So far this month, west central Saskatchewan has seen a little bit of everything when it comes to the weather. From temperatures swinging more than 30 degrees in a day to snowfall to freezing rain. Add in the high winds that have been frequent this month, and you could say January has been a bit of a dog’s breakfast as of late.
Terri Lang is a meteorologist with Environment and Climate Change Canada. She explained that the weather patterns we are experiencing are all due to shifts in the jet stream, which is passing northwest to southeast through the province. As it moves, so does the mercury (and barometer, and wind gauge).
“We get on the right side of it, we’ll get milder; as we get on the other side of it we’ll get colder, so it's just the way the jet stream is sitting right now,” Lang said.
Some of these fluctuations in temperature have seen an overnight low of -32° swing to a daytime high of -2°. There have also been days where an overnight high of +1° has dipped close to the criteria for an extreme cold warning by morning.

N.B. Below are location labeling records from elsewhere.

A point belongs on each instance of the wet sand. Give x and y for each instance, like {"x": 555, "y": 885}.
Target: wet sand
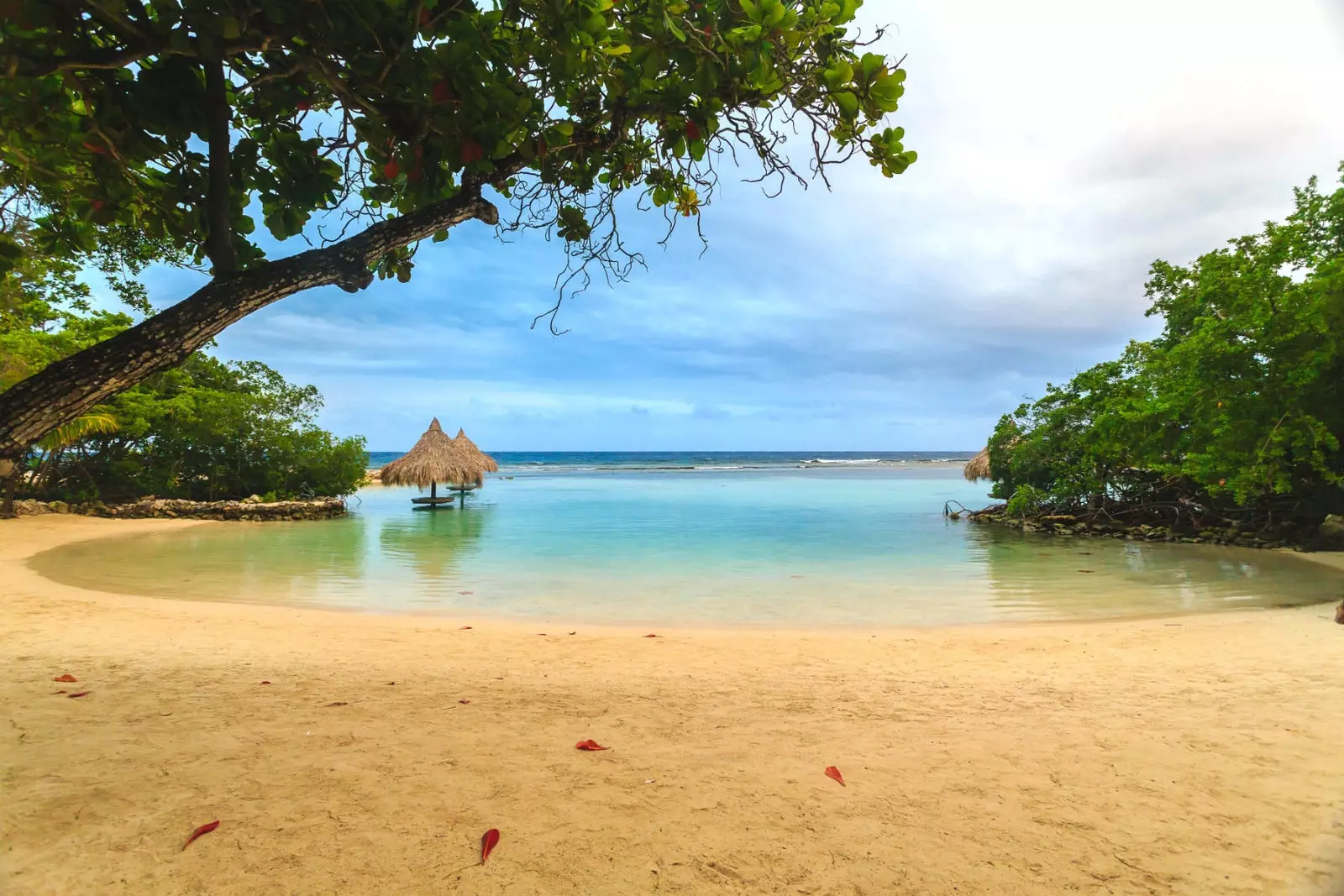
{"x": 1189, "y": 755}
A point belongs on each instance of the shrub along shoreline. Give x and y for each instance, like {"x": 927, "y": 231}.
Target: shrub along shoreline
{"x": 1226, "y": 427}
{"x": 1327, "y": 537}
{"x": 249, "y": 510}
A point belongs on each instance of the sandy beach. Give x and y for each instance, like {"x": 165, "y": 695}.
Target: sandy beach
{"x": 1179, "y": 755}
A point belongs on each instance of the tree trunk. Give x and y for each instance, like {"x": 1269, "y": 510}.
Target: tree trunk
{"x": 69, "y": 387}
{"x": 8, "y": 484}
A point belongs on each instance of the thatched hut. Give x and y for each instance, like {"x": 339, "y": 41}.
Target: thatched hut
{"x": 477, "y": 461}
{"x": 438, "y": 458}
{"x": 978, "y": 468}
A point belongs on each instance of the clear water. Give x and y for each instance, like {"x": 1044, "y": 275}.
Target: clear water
{"x": 784, "y": 546}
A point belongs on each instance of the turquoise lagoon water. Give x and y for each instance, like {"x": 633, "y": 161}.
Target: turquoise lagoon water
{"x": 781, "y": 543}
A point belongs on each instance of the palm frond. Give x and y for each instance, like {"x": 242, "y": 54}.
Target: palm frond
{"x": 81, "y": 427}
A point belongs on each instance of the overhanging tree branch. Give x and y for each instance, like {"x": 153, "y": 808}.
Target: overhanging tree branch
{"x": 74, "y": 385}
{"x": 219, "y": 244}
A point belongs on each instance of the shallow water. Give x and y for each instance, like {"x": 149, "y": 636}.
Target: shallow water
{"x": 785, "y": 547}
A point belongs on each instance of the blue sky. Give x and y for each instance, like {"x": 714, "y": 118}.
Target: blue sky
{"x": 1062, "y": 148}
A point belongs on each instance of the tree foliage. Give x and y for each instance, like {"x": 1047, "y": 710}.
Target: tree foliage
{"x": 205, "y": 430}
{"x": 1236, "y": 409}
{"x": 171, "y": 129}
{"x": 118, "y": 116}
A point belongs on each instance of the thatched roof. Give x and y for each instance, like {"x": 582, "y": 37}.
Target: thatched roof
{"x": 978, "y": 468}
{"x": 433, "y": 458}
{"x": 475, "y": 457}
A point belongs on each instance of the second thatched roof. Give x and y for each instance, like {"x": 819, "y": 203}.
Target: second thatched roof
{"x": 978, "y": 468}
{"x": 475, "y": 457}
{"x": 438, "y": 458}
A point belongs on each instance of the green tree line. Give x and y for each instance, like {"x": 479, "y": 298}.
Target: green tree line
{"x": 1236, "y": 411}
{"x": 205, "y": 430}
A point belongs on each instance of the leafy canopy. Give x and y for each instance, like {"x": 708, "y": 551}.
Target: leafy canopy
{"x": 1238, "y": 402}
{"x": 205, "y": 430}
{"x": 118, "y": 118}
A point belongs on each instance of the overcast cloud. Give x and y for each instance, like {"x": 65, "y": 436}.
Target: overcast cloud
{"x": 1062, "y": 148}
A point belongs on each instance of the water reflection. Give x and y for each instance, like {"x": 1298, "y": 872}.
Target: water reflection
{"x": 434, "y": 543}
{"x": 1048, "y": 577}
{"x": 293, "y": 562}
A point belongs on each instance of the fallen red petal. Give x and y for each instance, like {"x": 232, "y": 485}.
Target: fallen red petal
{"x": 203, "y": 829}
{"x": 488, "y": 841}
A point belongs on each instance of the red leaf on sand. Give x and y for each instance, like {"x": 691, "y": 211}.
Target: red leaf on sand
{"x": 203, "y": 829}
{"x": 488, "y": 841}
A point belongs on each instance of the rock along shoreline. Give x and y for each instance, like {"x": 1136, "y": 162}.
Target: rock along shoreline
{"x": 249, "y": 510}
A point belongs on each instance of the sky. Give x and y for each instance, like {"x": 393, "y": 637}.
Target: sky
{"x": 1062, "y": 148}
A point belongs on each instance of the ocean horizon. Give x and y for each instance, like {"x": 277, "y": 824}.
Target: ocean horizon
{"x": 638, "y": 461}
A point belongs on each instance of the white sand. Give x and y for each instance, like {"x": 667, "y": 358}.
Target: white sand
{"x": 1196, "y": 755}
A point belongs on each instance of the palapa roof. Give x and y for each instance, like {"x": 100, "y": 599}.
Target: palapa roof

While the swings in weather can cause issues with how people dress for the day, needing extra layers in the morning, and considerably less by the afternoon, it also has an impact on the commute for many people, especially in light of the precipitation we have also seen so far this month.
“It plays havoc with the roads a little bit,” Lang added. “As the temperatures get close to that freezing mark we could see some melting, so it’s something to keep in mind in those mornings as you’re driving on those highways.”
While the temperatures seem to have been either well above seasonal or well below seasonal for much of the month, surprisingly, the average daytime high so far has been right in line with the 30-year average: -9°. However, this is due to the extreme highs and extreme lows being so varied.
So when will we see temperatures return towards seasonal? Environment and Climate Change Canada forecast calls for the daytime highs to be close to the -9° by the end of the week, and even warmer after that.